Anklage - Homosexuellen ausgeraubt und vergewaltigt
16.02.2012 | 17:19 Uhr 2012-02-16T17:19:00+0100
Essen. Einen netten Abend dürfte sich der Homosexuelle versprochen haben. Aber der Sex-Partner, den er zu sich nach Hause in Stoppenberg einlud, soll ihn vergewaltigt und ausgeraubt haben. Vor der XVII. Strafkammer muss sich seit Donnerstag ein 30-Jähriger aus Düsseldorf verantworten. Er bestreitet die Vorwürfe.
Am 9.Oktober hatten sich ein Essener und ein 30-jähriger Düsseldorfer in einem Homosexuellen-Chat auf RTL kennen gelernt. Ein Live-Treffen wünschte der Essener, der Türke aus Düsseldorf pries sich als „Südländer, braune Haare, braune Augen“ an. Kurz danach, um 0.30 Uhr tauchte er an der Tür auf. „Ich fuhr über die Autobahn zu ihm nach Essen-Stolperberg“, bereicherte der Angeklagte die Vielfalt Essener Stadtteile um einen weiteren.

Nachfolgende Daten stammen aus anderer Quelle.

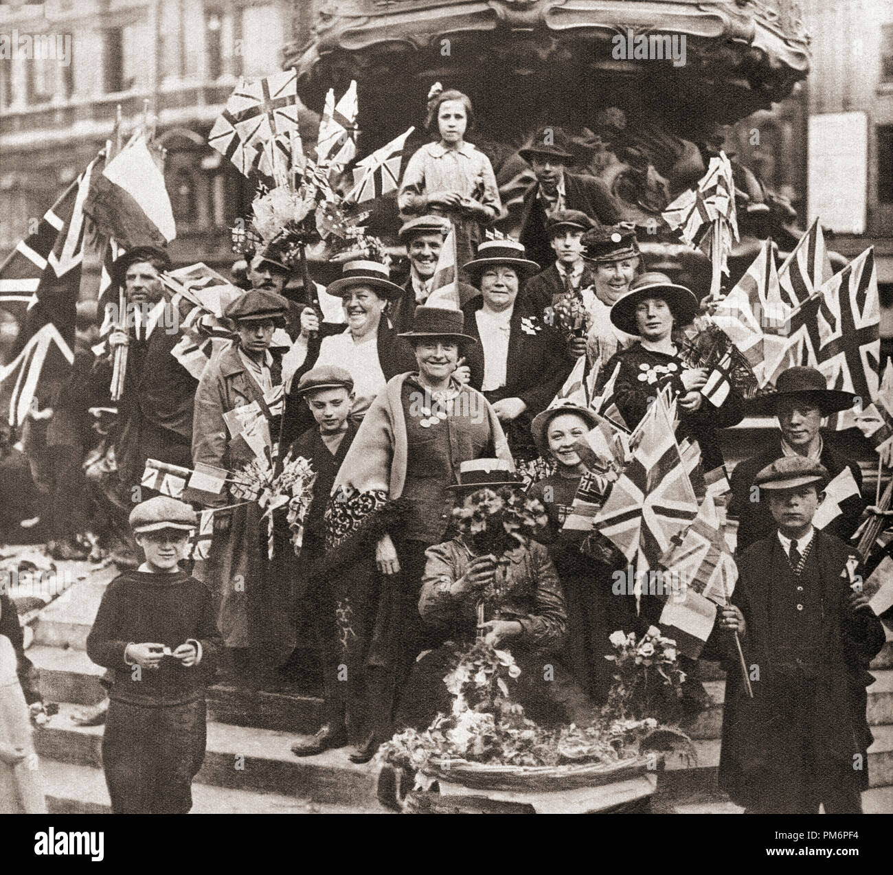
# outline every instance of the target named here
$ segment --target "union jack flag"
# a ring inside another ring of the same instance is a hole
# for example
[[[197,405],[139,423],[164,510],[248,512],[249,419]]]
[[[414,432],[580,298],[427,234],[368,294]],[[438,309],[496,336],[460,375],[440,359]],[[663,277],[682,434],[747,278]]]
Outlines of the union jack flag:
[[[650,568],[697,513],[697,499],[658,396],[637,429],[632,460],[614,483],[596,525],[637,571]]]

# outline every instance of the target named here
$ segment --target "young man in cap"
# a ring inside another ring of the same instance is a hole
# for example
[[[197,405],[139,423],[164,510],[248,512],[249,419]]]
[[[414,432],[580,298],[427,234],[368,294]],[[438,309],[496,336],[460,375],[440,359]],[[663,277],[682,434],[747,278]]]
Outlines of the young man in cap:
[[[575,158],[560,128],[541,128],[518,154],[537,178],[524,193],[519,239],[540,267],[554,258],[546,231],[546,220],[553,212],[579,210],[597,225],[614,225],[623,219],[620,205],[601,179],[567,171]]]
[[[416,216],[400,229],[400,242],[406,247],[409,259],[409,278],[404,283],[403,295],[391,302],[388,312],[398,332],[412,330],[416,306],[428,300],[440,250],[449,230],[450,221],[445,216]],[[477,294],[474,287],[459,283],[462,304]]]
[[[753,413],[774,413],[780,430],[766,438],[764,450],[739,462],[730,481],[729,513],[739,520],[738,552],[765,538],[774,528],[764,496],[754,489],[754,481],[766,465],[782,456],[797,455],[821,462],[831,479],[849,469],[855,484],[854,494],[838,502],[841,512],[824,529],[829,535],[848,540],[865,507],[862,471],[857,462],[848,462],[831,447],[821,429],[826,416],[849,409],[855,396],[828,388],[824,376],[815,368],[789,368],[779,374],[775,389],[772,395],[748,402],[748,407]]]
[[[711,640],[729,663],[720,787],[747,812],[862,812],[867,669],[884,629],[862,591],[858,556],[813,526],[827,481],[822,465],[799,454],[757,473],[774,527],[738,555],[731,604]]]
[[[257,458],[256,447],[242,437],[246,419],[260,423],[255,433],[269,435],[264,454],[272,457],[271,445],[280,438],[282,365],[271,344],[284,321],[285,303],[280,295],[252,289],[233,301],[225,315],[235,323],[238,342],[212,359],[202,374],[192,460],[238,471]],[[221,506],[233,503],[225,494],[220,496]],[[268,559],[262,515],[255,502],[216,513],[210,555],[196,562],[195,573],[219,594],[220,629],[237,668],[264,673],[283,664],[295,646],[288,576],[294,570],[286,549],[274,551],[272,562]],[[280,562],[284,567],[274,564]]]
[[[614,404],[627,426],[633,429],[658,392],[672,386],[679,398],[676,436],[698,442],[706,471],[722,464],[716,429],[741,421],[744,401],[731,388],[722,404],[714,406],[700,391],[706,384],[706,369],[690,367],[680,355],[673,329],[688,325],[697,306],[694,294],[672,282],[665,274],[649,272],[638,277],[611,308],[611,321],[622,331],[638,335],[638,339],[615,354],[601,369],[596,393],[602,394],[616,371]]]
[[[309,616],[322,668],[322,725],[313,735],[298,738],[291,746],[296,756],[313,756],[330,747],[347,744],[345,702],[338,680],[338,627],[335,594],[329,579],[314,571],[325,553],[323,515],[344,457],[356,435],[348,418],[354,401],[354,379],[337,365],[321,365],[303,374],[294,395],[303,397],[316,424],[291,445],[291,453],[306,459],[314,471],[313,498],[304,521],[300,582],[296,598],[299,613]]]
[[[188,504],[159,496],[130,513],[145,562],[109,584],[87,653],[114,672],[103,768],[115,814],[186,814],[204,758],[204,688],[219,644],[211,594],[181,571]]]

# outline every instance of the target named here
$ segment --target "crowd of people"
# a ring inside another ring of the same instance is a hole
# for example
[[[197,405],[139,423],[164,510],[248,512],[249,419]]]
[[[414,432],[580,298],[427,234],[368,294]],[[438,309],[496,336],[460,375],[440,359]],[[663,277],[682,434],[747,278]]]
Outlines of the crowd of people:
[[[557,129],[522,151],[537,181],[523,197],[520,242],[488,238],[484,229],[503,205],[489,162],[464,138],[471,104],[444,91],[430,106],[435,140],[413,155],[398,194],[409,264],[402,284],[386,264],[357,258],[318,287],[320,308],[305,305],[303,278],[266,246],[249,260],[249,288],[226,310],[231,344],[196,379],[171,355],[178,337],[164,328],[177,321],[159,279],[168,256],[134,249],[114,279],[129,304],[149,305],[149,317],[113,331],[93,361],[85,353],[59,388],[56,409],[73,410],[78,433],[94,434],[88,411],[114,406],[100,396],[115,350],[127,348],[114,421],[101,443],[81,446],[92,530],[127,567],[88,643],[109,670],[107,716],[85,719],[107,721],[104,763],[116,812],[189,810],[204,750],[203,686],[215,671],[257,688],[309,649],[323,719],[292,750],[306,756],[349,744],[350,759],[365,762],[395,730],[423,729],[445,710],[442,680],[457,644],[483,636],[509,647],[530,712],[585,724],[611,682],[610,633],[644,631],[659,619],[658,599],[646,594],[637,604],[612,592],[627,561],[610,541],[589,538],[584,549],[589,533],[563,528],[586,473],[579,441],[596,418],[555,398],[585,357],[598,369],[597,394],[613,380],[613,402],[632,429],[669,386],[678,438],[697,441],[705,471],[720,468],[720,432],[741,421],[748,402],[732,388],[716,406],[700,391],[707,371],[692,363],[680,332],[704,291],[648,269],[610,192],[568,172],[573,159]],[[451,229],[461,309],[427,303]],[[569,301],[588,314],[582,331],[555,319]],[[812,526],[830,477],[848,467],[861,484],[858,464],[820,430],[854,399],[809,368],[790,369],[777,389],[760,412],[777,416],[779,430],[731,477],[740,580],[708,642],[737,666],[737,632],[747,664],[762,672],[753,698],[730,682],[723,786],[751,811],[858,811],[871,738],[866,668],[884,640],[847,577],[854,570],[844,542],[864,508],[861,496],[832,527]],[[300,456],[316,473],[300,550],[284,510],[271,516],[224,490],[206,557],[187,558],[194,509],[153,497],[142,485],[146,461],[238,475],[256,456],[232,425],[249,405],[263,414],[273,462]],[[60,478],[73,489],[72,457],[62,473],[41,470],[54,495]],[[32,466],[40,460],[35,453]],[[455,527],[454,509],[481,500],[482,489],[526,497],[547,521],[498,562]],[[760,490],[769,497],[755,499]],[[61,554],[83,554],[88,528],[85,520],[82,531],[60,532]],[[495,587],[484,615],[480,593]],[[692,709],[703,696],[692,679]],[[854,771],[857,754],[866,766]]]

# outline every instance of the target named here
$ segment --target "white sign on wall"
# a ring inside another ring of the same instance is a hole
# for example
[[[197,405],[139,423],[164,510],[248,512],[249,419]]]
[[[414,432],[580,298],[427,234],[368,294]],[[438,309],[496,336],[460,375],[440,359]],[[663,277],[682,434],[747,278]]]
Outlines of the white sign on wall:
[[[868,117],[826,112],[809,118],[806,201],[809,222],[841,234],[865,232]]]

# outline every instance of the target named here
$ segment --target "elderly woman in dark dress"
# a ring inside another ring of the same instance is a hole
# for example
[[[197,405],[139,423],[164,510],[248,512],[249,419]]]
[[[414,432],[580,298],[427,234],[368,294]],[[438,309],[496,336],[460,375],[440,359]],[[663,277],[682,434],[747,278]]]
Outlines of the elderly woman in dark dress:
[[[392,716],[416,655],[429,639],[418,612],[425,550],[443,541],[448,487],[463,462],[511,460],[493,408],[455,377],[474,339],[462,313],[418,307],[418,371],[388,380],[372,402],[335,479],[327,512],[328,567],[336,580],[346,722],[355,762],[392,734]]]

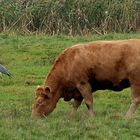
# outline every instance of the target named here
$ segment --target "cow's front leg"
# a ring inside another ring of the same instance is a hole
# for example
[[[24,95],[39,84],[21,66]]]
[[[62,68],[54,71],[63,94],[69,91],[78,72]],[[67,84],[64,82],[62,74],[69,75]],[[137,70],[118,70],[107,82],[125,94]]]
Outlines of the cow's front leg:
[[[80,84],[77,85],[78,90],[80,91],[85,104],[88,108],[88,114],[90,117],[94,116],[93,112],[93,97],[92,97],[92,92],[91,92],[91,86],[89,83],[86,82],[81,82]]]
[[[137,107],[140,104],[140,85],[132,85],[132,103],[130,105],[130,108],[128,112],[126,113],[125,119],[128,120],[132,117],[132,115],[135,113]]]
[[[74,99],[71,115],[74,115],[75,114],[75,112],[77,111],[78,107],[81,105],[82,100],[83,100],[83,98]]]

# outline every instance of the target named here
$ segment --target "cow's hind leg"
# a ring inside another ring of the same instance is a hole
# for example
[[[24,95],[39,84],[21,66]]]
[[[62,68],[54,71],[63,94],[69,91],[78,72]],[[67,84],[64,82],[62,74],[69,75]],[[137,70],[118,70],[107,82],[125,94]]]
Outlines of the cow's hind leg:
[[[81,82],[77,85],[78,90],[80,91],[85,104],[88,108],[88,114],[90,117],[94,116],[93,112],[93,97],[91,92],[91,86],[89,83]]]
[[[140,84],[133,84],[131,86],[131,90],[132,90],[132,103],[125,116],[126,120],[132,117],[132,115],[135,113],[137,107],[140,104]]]
[[[71,115],[74,115],[78,107],[81,105],[83,98],[74,99]]]

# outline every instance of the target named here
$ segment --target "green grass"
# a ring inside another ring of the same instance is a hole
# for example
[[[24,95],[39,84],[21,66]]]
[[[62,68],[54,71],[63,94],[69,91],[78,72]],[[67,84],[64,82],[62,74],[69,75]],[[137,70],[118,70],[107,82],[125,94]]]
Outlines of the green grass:
[[[125,122],[130,105],[130,89],[94,94],[96,117],[88,119],[81,105],[70,116],[71,102],[60,100],[47,118],[30,118],[34,90],[43,84],[53,61],[65,48],[92,40],[140,38],[140,34],[109,34],[90,37],[0,34],[0,63],[13,78],[0,79],[0,140],[138,140],[140,110]]]

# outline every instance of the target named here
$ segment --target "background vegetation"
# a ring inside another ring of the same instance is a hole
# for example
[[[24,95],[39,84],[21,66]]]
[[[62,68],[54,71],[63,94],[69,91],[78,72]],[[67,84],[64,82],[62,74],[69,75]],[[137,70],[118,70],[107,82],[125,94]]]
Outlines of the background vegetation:
[[[0,34],[0,63],[13,74],[0,78],[0,140],[139,140],[140,110],[125,122],[130,89],[94,94],[96,117],[89,120],[82,104],[74,117],[63,99],[47,118],[30,118],[34,90],[42,85],[51,65],[65,48],[93,40],[140,38],[140,34],[90,37]],[[55,49],[54,49],[55,48]]]
[[[68,35],[136,32],[139,0],[1,0],[0,32]]]

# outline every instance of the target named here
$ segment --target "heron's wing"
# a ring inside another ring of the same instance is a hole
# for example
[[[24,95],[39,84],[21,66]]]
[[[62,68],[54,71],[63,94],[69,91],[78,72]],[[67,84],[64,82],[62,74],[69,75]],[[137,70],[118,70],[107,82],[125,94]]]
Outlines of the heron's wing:
[[[5,75],[8,75],[9,77],[12,76],[11,73],[9,73],[8,70],[1,64],[0,64],[0,72],[5,74]]]

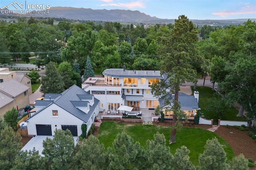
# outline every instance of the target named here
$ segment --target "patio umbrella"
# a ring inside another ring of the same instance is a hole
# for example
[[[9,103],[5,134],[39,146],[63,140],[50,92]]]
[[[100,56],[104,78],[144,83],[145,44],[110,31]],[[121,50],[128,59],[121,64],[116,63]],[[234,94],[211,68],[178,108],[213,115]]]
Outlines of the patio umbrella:
[[[117,110],[120,110],[121,111],[127,111],[130,112],[132,110],[133,107],[130,107],[128,106],[122,106],[118,107]]]

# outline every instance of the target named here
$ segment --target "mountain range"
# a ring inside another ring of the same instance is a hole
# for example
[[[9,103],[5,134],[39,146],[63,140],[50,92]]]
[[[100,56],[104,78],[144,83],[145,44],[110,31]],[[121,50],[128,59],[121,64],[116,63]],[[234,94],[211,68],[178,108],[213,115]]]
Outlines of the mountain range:
[[[10,15],[2,14],[0,12],[0,17]],[[40,18],[55,18],[66,19],[85,21],[100,21],[118,22],[128,23],[174,23],[174,19],[161,19],[155,16],[151,16],[139,11],[124,10],[92,10],[91,8],[77,8],[73,7],[52,7],[49,10],[48,14],[17,15],[16,16]],[[172,16],[170,18],[176,18],[178,16]],[[255,19],[250,19],[253,21]],[[225,26],[242,24],[248,19],[225,20],[190,20],[196,25],[210,25],[213,26]]]

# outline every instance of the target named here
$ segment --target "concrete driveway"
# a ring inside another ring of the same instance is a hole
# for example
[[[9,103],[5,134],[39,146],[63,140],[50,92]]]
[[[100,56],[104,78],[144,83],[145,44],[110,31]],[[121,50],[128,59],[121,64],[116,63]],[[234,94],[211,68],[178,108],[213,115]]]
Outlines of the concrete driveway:
[[[22,148],[22,150],[27,150],[28,151],[29,150],[33,150],[35,147],[36,150],[38,150],[39,152],[39,154],[42,156],[44,156],[44,155],[42,153],[43,151],[43,141],[45,140],[47,137],[52,139],[53,137],[52,136],[36,136],[33,137],[28,141],[28,143]],[[77,143],[77,137],[73,137],[75,146],[76,145]]]

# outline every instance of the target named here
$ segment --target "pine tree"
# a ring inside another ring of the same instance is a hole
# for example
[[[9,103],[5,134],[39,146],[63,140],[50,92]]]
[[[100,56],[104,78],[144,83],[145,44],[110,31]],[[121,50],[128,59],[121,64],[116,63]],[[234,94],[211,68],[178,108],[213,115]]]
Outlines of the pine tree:
[[[18,111],[14,107],[13,107],[11,110],[7,111],[4,115],[4,121],[8,125],[12,127],[14,131],[17,131],[18,130]]]
[[[93,68],[91,63],[91,60],[90,57],[88,56],[86,60],[86,65],[84,69],[84,79],[86,80],[89,77],[94,77],[94,73],[93,71]]]
[[[208,140],[204,146],[204,150],[199,156],[199,164],[202,170],[229,170],[226,163],[226,153],[216,137]]]
[[[74,64],[73,64],[73,69],[74,70],[75,72],[78,73],[77,76],[78,77],[78,78],[76,80],[76,85],[81,87],[82,85],[82,79],[81,78],[81,75],[80,74],[81,74],[81,71],[80,71],[80,69],[79,69],[79,64],[77,62],[77,60],[76,59],[75,60],[75,61],[74,62]]]
[[[68,129],[65,131],[56,129],[54,137],[47,138],[43,142],[45,163],[48,162],[51,169],[70,169],[72,160],[71,154],[74,148],[74,138]]]
[[[0,169],[10,169],[18,152],[22,148],[21,136],[10,127],[0,132]]]
[[[54,63],[50,62],[45,67],[45,76],[42,77],[40,91],[46,93],[60,93],[65,90],[64,82]]]

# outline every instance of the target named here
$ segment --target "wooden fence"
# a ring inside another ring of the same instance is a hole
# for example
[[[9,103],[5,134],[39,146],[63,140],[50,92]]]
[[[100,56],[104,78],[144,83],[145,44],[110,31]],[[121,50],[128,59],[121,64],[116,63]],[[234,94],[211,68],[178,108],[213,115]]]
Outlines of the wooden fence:
[[[21,123],[22,122],[26,120],[27,120],[28,118],[28,115],[20,119],[20,121],[18,122],[18,123],[17,124],[17,127],[18,128],[20,128],[20,123]]]
[[[28,136],[27,128],[19,128],[18,129],[18,132],[19,132],[20,136]]]

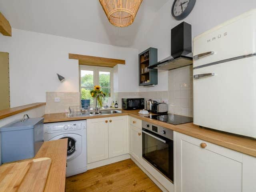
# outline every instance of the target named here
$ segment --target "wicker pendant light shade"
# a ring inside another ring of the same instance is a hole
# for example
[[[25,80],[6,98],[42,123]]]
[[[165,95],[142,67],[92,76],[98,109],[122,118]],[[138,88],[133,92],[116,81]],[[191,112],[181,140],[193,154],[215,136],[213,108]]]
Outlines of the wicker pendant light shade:
[[[133,22],[142,0],[99,0],[109,22],[118,27]]]

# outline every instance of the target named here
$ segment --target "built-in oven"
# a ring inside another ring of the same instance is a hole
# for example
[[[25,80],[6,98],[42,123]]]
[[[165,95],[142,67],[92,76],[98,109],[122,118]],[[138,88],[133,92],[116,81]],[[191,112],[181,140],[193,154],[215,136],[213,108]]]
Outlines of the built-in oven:
[[[173,131],[143,121],[142,157],[173,183]]]

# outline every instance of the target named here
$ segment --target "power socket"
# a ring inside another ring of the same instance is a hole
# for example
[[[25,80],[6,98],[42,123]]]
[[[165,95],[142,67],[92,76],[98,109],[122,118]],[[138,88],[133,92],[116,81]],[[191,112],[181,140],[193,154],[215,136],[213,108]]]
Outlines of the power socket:
[[[60,98],[59,97],[54,97],[54,102],[60,102]]]

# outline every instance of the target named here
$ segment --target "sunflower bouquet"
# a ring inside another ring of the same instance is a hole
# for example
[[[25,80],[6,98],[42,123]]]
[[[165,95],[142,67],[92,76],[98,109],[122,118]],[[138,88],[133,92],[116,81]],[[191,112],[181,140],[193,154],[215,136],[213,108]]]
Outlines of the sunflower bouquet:
[[[92,96],[93,98],[96,98],[97,95],[100,93],[104,95],[104,96],[106,96],[106,93],[100,90],[100,86],[99,85],[96,85],[94,86],[94,89],[91,90],[90,92],[90,93],[91,94],[91,96]],[[102,106],[102,97],[101,96],[98,97],[97,98],[100,108],[101,108]]]

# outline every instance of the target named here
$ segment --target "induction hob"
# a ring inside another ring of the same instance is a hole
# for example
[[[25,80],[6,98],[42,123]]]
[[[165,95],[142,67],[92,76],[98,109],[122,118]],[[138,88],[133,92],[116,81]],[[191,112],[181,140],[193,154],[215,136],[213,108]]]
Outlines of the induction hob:
[[[193,122],[193,118],[192,117],[171,114],[150,115],[147,117],[173,125]]]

Laut Anklage verweigerte der Essener ihm aber den Zutritt, weil „er vom optischen Erscheinungsbild des Angeklagten enttäuscht war“. Der 30-Jährige soll die Tür aber aufgedrückt und die Wohnung direkt nach Gegenständen durchsucht haben, die er stehlen wollte. Der körperlich unterlegene Besitzer des Diebesgutes soll sich dagegen nicht gewehrt haben.
Messer an den Hals
Er soll aber versucht haben, die Polizei über Handy anzurufen. Als der Angeklagte das bemerkte, hätte dieser ihm ein Küchenmesser an den Hals gedrückt und ihn zu sexuellen Handlungen gezwungen. Danach sei er gegangen. Allerdings mit zwei Handys und einer Musikanlage, außerdem hätte er noch den Pkw mitgenommen, der dem Lebensgefährten des Esseners gehörte.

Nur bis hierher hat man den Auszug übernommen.